電力系の地域通信事業者である九州通信ネットワーク(QTNet)は、FTTHサービス「BBIQ」を主力として右肩上がりの成長を続けている。最近ではMVNO(仮想移動体通信事業者)として格安スマホを提供するなどモバイルにも進出している。現在の状況と今後の戦略を岩崎社長に聞いた。

現在の経営状況やサービス実績について教えてほしい。

岩﨑 和人 Kazuto Iwasaki
1954年生まれ。福岡県出身(宮崎県生まれ)。九州大学大学院工学研究科情報工学専攻課程修了後、1981年4月に九州電力入社。1990~1994年にQTNetへ出向するなど主に情報通信部門を歩む。2010年6月に電子通信部長、2011年7月に情報通信本部部長、2014年6月に執行役員情報通信本部長。2016年6月、代表取締役社長に就任(現職)。趣味は囲碁(6段)と将棋(5段)。公益財団法人日本棋院の理事を務める。

 2016年度の決算は増収減益だった。増収は10期連続。売り上げに占める個人向け事業と法人向け事業の割合はほぼ半々で、法人が若干多い。総じて伸びている。

 個人向けでは、主力のFTTH(Fiber to the Home)サービス「BBIQ」(ビビック)が好調だ。回線数は右肩上がりで伸びており、直近では37万回線に届いた。

 一方、法人向けサービスの既存顧客は約600社。自治体や金融機関、あるいは警察など、地元では名の通った企業が多い。主力は広域イーサネット(VLAN)などをはじめとする回線ビジネスだが、それ以外のソリューションビジネスも徐々に増えてきている。この4月に法人向けサービスの新ブランド「QT PRO」を立ち上げた。多様化する顧客のニーズそれぞれに最適なネットワークとソリューションを提供したいという思いを込めた。いわゆるIoT(Internet of Things)向けのネットワーク/ソリューションもここに含まれる。

FTTHが好調な理由は。

 九州エリアにおけるFTTHの普及率はまだまだ低い。東京と比べると10ポイント程度の差がある。その差が潜在需要であり、当社と競合他社が新規を獲り合っている。

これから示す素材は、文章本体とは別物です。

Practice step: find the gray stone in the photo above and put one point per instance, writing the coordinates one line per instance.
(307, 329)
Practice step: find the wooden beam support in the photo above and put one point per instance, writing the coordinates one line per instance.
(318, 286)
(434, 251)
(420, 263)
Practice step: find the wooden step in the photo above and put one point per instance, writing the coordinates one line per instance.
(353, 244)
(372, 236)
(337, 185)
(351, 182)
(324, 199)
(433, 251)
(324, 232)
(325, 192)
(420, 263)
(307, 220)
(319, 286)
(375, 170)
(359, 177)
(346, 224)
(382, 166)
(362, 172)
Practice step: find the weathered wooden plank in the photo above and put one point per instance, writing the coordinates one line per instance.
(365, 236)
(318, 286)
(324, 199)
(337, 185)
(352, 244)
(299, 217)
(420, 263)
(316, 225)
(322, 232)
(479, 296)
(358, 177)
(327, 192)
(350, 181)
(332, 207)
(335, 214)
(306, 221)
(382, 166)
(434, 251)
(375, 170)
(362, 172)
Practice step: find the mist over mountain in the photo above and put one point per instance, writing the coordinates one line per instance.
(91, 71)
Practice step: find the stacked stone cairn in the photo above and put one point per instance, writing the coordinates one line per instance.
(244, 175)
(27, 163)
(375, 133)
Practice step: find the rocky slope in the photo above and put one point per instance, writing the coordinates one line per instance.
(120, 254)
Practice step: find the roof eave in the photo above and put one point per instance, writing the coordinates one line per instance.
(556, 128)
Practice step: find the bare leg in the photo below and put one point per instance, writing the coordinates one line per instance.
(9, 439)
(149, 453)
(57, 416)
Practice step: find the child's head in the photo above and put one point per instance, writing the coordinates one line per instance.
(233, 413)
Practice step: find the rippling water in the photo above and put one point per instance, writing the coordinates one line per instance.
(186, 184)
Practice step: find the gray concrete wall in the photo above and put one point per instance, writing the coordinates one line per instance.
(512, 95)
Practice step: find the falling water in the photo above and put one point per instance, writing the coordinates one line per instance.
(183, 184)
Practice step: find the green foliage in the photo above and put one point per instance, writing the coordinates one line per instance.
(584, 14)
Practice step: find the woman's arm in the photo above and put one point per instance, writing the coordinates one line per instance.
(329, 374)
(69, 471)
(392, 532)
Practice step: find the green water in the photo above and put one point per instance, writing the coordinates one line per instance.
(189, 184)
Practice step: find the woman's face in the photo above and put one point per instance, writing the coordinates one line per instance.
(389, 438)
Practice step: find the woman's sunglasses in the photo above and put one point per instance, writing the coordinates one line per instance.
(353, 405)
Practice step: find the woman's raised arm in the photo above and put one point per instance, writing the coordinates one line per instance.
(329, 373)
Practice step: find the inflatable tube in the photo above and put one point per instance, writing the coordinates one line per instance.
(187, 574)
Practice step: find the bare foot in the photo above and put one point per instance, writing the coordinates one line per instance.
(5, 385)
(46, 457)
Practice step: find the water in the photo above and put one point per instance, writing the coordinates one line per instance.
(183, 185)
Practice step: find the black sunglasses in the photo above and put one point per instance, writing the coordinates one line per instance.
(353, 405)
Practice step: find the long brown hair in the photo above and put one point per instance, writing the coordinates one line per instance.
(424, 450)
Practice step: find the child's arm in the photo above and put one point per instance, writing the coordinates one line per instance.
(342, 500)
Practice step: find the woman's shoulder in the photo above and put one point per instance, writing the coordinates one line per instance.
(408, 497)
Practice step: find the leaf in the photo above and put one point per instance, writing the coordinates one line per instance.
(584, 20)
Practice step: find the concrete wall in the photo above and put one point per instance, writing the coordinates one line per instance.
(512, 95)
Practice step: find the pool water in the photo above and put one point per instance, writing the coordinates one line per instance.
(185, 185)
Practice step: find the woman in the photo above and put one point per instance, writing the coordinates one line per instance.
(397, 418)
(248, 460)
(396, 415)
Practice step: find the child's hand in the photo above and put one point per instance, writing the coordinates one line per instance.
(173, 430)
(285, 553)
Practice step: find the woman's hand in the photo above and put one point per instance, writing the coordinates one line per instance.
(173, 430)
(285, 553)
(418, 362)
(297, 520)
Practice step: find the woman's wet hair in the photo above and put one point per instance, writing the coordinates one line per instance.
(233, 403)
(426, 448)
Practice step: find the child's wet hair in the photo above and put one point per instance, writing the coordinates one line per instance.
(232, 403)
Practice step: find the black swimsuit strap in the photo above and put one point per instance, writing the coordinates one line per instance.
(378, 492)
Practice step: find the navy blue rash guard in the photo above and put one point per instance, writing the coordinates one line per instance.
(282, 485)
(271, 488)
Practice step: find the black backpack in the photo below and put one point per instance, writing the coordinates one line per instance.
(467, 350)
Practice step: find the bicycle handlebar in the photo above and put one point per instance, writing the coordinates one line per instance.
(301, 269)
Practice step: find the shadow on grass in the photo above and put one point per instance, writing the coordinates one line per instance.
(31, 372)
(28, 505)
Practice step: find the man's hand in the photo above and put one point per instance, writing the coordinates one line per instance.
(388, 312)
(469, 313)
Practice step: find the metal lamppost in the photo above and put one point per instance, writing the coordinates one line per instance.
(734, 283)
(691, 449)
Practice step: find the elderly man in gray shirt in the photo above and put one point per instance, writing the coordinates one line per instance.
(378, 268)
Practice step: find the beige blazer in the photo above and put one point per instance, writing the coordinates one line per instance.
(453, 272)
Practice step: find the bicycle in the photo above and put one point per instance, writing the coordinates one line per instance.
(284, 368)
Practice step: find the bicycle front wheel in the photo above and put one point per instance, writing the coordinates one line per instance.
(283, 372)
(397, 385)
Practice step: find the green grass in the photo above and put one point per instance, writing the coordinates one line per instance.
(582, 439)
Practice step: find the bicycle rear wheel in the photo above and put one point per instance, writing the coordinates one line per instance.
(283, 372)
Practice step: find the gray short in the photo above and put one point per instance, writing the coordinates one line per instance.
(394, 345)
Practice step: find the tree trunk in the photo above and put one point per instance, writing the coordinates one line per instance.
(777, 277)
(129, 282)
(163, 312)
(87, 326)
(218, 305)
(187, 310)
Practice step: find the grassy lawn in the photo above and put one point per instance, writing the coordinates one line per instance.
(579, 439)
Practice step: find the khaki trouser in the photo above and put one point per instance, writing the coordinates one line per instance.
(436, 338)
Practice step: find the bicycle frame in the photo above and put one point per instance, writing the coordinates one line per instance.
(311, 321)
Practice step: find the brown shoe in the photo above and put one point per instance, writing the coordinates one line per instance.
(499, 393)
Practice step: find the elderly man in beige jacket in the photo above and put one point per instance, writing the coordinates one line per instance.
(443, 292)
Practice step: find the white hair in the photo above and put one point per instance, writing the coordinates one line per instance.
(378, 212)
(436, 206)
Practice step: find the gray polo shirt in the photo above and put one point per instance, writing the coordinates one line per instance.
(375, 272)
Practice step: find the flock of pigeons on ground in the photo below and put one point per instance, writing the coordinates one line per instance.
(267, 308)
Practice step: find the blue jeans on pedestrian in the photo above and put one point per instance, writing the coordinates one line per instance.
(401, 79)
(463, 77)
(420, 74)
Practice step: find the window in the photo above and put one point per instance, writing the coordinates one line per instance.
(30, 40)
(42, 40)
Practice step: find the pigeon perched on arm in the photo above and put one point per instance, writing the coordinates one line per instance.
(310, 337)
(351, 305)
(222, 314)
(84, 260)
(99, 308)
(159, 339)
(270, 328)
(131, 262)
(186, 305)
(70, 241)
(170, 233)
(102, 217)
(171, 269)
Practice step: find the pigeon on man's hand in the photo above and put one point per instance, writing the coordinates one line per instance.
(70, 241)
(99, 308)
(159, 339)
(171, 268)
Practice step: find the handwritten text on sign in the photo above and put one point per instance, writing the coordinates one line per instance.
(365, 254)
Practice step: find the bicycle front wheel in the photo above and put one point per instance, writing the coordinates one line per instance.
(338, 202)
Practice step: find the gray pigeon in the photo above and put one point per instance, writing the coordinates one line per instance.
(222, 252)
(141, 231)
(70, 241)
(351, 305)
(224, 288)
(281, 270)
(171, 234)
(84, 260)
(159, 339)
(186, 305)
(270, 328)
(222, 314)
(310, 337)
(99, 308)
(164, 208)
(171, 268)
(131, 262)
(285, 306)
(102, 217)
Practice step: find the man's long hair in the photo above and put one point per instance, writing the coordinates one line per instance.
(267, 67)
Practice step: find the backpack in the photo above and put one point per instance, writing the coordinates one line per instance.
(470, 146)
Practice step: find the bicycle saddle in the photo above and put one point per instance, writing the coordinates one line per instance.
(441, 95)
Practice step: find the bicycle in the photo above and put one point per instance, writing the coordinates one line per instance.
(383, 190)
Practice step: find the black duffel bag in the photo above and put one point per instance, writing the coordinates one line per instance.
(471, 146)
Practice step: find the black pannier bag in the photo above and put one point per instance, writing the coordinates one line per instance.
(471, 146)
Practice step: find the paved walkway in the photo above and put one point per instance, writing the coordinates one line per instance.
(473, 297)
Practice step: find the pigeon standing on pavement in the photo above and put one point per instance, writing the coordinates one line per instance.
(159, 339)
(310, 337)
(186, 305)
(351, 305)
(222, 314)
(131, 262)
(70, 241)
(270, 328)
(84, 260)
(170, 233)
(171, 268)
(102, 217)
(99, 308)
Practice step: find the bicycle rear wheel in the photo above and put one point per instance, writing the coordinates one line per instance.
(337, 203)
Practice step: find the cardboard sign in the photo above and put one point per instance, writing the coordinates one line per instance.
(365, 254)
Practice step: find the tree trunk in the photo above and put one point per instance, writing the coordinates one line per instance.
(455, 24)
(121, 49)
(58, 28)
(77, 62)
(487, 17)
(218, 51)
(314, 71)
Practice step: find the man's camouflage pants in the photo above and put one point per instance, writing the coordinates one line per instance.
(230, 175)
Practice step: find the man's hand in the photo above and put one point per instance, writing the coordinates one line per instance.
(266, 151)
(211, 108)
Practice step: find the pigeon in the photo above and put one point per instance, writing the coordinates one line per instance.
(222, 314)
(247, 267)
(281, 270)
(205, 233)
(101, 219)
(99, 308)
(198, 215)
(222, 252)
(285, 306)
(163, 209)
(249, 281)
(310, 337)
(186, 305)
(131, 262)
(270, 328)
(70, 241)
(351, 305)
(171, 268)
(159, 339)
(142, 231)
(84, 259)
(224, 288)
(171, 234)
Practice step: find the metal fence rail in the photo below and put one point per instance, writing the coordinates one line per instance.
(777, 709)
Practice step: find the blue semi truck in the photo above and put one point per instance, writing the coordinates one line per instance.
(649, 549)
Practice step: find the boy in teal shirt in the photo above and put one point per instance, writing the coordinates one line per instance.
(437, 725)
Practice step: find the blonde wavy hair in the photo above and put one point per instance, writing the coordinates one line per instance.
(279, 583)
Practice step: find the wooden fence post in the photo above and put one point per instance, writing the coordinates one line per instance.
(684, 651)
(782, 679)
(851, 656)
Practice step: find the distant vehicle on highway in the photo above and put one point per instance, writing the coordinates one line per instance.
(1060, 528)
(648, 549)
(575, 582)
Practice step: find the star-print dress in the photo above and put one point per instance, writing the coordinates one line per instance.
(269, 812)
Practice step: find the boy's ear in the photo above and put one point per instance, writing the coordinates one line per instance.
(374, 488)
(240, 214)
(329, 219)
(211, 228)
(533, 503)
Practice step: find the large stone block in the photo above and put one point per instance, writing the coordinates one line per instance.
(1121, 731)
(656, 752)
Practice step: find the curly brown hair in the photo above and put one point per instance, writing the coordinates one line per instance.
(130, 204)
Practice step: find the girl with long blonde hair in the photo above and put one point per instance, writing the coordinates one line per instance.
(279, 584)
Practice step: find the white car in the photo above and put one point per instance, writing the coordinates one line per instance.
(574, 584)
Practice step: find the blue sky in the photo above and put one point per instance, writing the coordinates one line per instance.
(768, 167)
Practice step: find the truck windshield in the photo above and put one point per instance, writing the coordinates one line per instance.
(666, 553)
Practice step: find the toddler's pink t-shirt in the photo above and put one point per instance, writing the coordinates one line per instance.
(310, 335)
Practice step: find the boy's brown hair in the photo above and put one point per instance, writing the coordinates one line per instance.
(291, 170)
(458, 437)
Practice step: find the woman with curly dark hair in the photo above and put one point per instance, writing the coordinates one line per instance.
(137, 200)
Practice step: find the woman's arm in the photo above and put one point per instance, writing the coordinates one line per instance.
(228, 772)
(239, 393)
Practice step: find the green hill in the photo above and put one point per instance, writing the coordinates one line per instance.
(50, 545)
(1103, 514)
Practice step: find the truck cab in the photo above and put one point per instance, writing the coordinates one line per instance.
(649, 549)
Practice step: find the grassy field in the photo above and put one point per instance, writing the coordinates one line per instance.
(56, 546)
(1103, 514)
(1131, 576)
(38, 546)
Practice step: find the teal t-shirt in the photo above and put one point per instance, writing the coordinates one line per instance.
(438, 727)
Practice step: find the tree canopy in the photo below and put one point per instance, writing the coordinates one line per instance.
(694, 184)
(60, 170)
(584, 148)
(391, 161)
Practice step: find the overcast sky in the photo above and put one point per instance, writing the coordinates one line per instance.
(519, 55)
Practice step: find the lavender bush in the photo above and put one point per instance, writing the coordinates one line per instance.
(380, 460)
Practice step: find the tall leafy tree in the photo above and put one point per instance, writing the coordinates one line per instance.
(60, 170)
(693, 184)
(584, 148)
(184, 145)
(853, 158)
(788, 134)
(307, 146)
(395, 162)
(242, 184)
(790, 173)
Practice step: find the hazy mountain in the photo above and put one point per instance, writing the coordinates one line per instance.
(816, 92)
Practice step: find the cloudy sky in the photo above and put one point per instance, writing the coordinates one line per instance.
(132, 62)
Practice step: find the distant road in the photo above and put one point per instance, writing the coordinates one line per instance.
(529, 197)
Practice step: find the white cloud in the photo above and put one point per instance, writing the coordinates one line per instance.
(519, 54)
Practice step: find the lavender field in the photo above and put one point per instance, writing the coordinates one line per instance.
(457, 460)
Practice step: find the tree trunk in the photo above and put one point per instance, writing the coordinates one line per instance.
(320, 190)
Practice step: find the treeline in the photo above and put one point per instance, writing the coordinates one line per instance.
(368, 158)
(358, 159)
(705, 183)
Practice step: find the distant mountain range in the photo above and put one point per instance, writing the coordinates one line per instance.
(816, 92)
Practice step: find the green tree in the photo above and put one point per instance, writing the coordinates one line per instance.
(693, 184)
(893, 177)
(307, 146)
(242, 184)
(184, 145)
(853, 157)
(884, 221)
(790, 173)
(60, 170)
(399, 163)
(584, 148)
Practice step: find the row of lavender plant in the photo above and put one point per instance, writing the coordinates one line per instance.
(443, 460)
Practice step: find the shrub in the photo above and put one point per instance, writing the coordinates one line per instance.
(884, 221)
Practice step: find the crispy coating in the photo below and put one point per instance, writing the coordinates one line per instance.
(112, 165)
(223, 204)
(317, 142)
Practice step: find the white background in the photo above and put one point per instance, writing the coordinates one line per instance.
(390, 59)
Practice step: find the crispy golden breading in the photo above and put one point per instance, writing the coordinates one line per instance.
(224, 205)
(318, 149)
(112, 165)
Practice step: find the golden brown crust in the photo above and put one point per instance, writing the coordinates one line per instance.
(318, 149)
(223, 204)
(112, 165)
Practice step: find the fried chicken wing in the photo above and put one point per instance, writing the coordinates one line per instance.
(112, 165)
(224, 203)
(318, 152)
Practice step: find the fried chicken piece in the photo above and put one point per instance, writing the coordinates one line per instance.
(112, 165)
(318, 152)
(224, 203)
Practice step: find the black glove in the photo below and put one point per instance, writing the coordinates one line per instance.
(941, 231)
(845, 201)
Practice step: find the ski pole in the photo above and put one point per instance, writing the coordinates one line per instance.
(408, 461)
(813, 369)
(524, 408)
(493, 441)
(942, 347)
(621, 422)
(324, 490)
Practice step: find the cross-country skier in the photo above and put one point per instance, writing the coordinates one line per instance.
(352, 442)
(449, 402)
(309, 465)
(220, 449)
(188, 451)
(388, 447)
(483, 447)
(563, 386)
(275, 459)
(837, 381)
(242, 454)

 当社のサービスを選んでもらっている理由は、顧客満足度の高さにある。調査会社のJ.D. パワー アジア・パシフィックによる固定ブロードバンド回線サービスの顧客満足度調査では、3年連続でNo.1を受賞した。ただしこの評価に甘んずることなく、今後とも通信品質やコールセンター対応などのあらゆる指標を高めていく。コールセンターには厳しい意見が寄せられることもある。これらを毎週月曜日、社長の私を含めて責任者がレビューし、顧客対応の改善につなげようと努めている。

サービスのメニューやエリアを拡大する計画はあるか。

 例えば、映像伝送サービスの未提供エリアでそのサービスを始めれば、新規が増えて解約が減ることはまず確実。また、NTT西日本しかサービスを提供していないエリアの自治体からは当社にもリクエストが来ており、もし出ていけばそれなりの数は積み上がる。こうしたメニューやエリアの拡大は投資見合いで判断する。その結果を踏まえて、半期ごとに計画をチューニングしている。ただ現状で収益は拡大を続けており、利益も出ていることから、当面は今のペースを守っていく。

NTT西日本が「光コラボレーション」を始めて約1年半がたった。その影響は。

 今のところ、思ったほど影響は出ていない。影響が出るとすれば、これからではないか。異業種による新サービスも、格安スマホのように認知度が上がってくれば、「中身はNTTだから安心」と評価されるようになるかもしれない。そうなると新規が厳しくなるとみている。